À l’origine de ces dérè­gle­ments, la mon­dia­li­sa­tion, natu­rel­le­ment, c’est-à-dire l’ouverture aux échanges com­mer­ciaux et aux flux de capi­taux avec les pays émer­gents, asso­ciée à l’essor des nou­velles tech­no­lo­gies de l’information et de la com­mu­ni­ca­tion (NTIC), for­mi­dable machine à fabri­quer des pro­fits à tra­vers les délo­ca­li­sa­tions et la défor­ma­tion du par­tage des reve­nus dans les pays d’origine.

PA observe que les pays d’Europe qui vont bien sont ceux où le par­tage profits/salaires ne s’est pas défor­mé. Ain­si le Royaume-Uni, l’Espagne ou la Suède affichent-ils depuis dix ans des taux de crois­sance sen­si­ble­ment supé­rieurs à ceux du reste de l’Europe. Pas­sant rapi­de­ment sur l’effort sou­te­nu de la Suède en matière de recherche ou la flexi­bi­li­té du mar­ché du tra­vail au Royaume-Uni et sans se deman­der quelle est la cause et quel est l’effet, PA explique leur forte crois­sance par leur forte consom­ma­tion des ménages.
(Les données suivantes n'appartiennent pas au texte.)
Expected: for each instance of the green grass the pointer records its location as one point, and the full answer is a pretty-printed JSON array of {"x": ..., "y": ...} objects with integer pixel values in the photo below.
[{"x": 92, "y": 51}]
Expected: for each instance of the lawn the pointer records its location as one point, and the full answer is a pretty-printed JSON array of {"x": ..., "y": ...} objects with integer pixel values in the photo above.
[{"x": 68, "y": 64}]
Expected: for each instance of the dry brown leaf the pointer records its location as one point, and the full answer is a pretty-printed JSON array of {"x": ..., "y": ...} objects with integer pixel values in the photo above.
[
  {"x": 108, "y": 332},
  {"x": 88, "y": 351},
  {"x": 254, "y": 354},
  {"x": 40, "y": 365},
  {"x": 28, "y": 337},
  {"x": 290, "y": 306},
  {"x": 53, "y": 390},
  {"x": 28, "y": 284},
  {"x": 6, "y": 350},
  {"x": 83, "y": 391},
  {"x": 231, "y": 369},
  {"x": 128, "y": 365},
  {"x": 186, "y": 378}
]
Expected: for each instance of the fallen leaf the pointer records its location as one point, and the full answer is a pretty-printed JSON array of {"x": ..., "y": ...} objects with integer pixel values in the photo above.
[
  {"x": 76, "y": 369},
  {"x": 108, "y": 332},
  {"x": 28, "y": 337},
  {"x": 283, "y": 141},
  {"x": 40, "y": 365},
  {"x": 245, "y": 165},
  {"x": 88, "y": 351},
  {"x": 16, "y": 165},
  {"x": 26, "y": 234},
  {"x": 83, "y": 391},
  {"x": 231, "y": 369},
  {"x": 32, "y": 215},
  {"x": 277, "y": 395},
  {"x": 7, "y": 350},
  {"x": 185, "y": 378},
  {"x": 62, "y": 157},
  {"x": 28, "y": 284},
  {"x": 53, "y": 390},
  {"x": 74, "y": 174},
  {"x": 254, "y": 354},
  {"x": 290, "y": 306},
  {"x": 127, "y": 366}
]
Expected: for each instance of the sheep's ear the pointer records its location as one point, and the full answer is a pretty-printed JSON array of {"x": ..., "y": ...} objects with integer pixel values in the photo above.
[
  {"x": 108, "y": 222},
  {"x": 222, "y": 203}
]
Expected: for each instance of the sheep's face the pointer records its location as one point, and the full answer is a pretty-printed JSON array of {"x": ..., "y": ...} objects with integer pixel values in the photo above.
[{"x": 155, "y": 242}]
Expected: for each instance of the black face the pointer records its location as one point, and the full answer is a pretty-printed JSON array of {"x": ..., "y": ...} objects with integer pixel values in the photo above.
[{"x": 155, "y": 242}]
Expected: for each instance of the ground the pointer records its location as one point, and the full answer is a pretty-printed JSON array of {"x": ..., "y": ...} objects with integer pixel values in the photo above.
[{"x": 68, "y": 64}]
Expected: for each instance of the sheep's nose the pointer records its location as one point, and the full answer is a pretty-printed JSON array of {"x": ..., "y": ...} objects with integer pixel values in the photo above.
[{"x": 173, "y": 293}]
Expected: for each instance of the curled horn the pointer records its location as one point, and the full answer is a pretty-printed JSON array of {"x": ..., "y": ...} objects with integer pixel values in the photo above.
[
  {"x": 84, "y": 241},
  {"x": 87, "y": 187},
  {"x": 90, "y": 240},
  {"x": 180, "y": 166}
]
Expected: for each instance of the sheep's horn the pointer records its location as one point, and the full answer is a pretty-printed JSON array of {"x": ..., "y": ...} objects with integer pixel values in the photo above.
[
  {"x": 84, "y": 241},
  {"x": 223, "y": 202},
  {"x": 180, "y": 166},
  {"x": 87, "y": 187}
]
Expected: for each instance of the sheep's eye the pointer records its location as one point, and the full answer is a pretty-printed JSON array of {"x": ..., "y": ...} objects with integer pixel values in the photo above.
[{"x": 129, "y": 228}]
A contra­rio, les autres pays sont enga­gés dans un cercle vicieux où la faible consom­ma­tion des ménages induit une crois­sance molle qui s’auto-entretient.

PA en conclut qu’il faut donc redon­ner du pou­voir d’achat aux Fran­çais, c’est évident puisque la plu­part des poli­tiques le disent, à droite comme à gauche. Frap­pé de schi­zo­phré­nie, il recon­naît cepen­dant aus­si­tôt que le coût éle­vé du tra­vail non qua­li­fié est l’une des prin­ci­pales causes du chô­mage éle­vé pour cette caté­go­rie de sala­riés. Il ter­mine enfin son virage à 180° en écri­vant qu’il ne faut pas se trom­per de com­bat : La crois­sance de la demande en France est depuis 2002 net­te­ment supé­rieure à celle du PIB et il y a sub­sti­tu­tion crois­sante d’importations à la pro­duc­tion domes­tique… Aug­men­ter le pou­voir d’achat revien­drait à soi­gner les symp­tômes et ris­que­rait d’aggraver la maladie.
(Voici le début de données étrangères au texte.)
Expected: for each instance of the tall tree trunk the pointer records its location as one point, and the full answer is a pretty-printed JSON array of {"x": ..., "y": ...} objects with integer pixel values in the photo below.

N’hésitant pas à manier le syl­lo­gisme, PA pour­suit en expli­quant que les inves­tis­se­ments ris­qués doivent avoir une ren­ta­bi­li­té plus éle­vée que les inves­tis­se­ments de père de famille ; que les inves­tis­seurs exigent des ROE supé­rieurs à 15 % alors que les emprunts d’État sans risque rap­portent moins de 5 % sur trente ans ; qu’en consé­quence les inves­tis­se­ments des entre­prises cachent des risques incon­si­dé­rés ; qu’il s’agit bien d’une sorte de pro­ces­sus d’autodestruction du capitalisme.

Pour conclure, on aime­rait que les pro­fes­seurs d’économie à l’École méditent le pré­cepte de Lyau­tey, trans­po­sé muta­tis mutan­dis à l’économiste par Jean-Marc Daniel (74) : La socié­té n’a pas besoin de com­prendre tout ce que fait l’économiste mais elle attend de lui qu’il réponde à cer­taines ques­tions et qu’il four­nisse les moyens de résoudre cer­tains pro­blèmes… et notam­ment celui du chô­mage. Il a cette double dif­fi­cul­té de faire admettre que son savoir est de nature scien­ti­fique, qu’il n’est pas vague spé­cu­la­tion intel­lec­tuelle où tout peut être dit et tout peut être défen­du5

_____________________________________
1. Rap­port “ Vié­not ” sur la gou­ver­nance d’entreprise, CNPF, 1995.
2. T = téra, 1012.
3. TRI : taux de ren­ta­bi­li­té interne, taux d’actualisation qui annule le flux de reve­nus futurs actua­li­sés (en anglais ROE).
4. Cita­tion que l’on retrouve aus­si chez PA !
5. Le rôle social de l’économiste par Jean-Marc Daniel, direc­teur de la rédac­tion de la revue Socié­tal, dans Les Échos du 2 novembre 2005. Socié­tal consacre à ce sujet un numé­ro spé­cial (numé­ro 50, 4e tri­mestre 2005).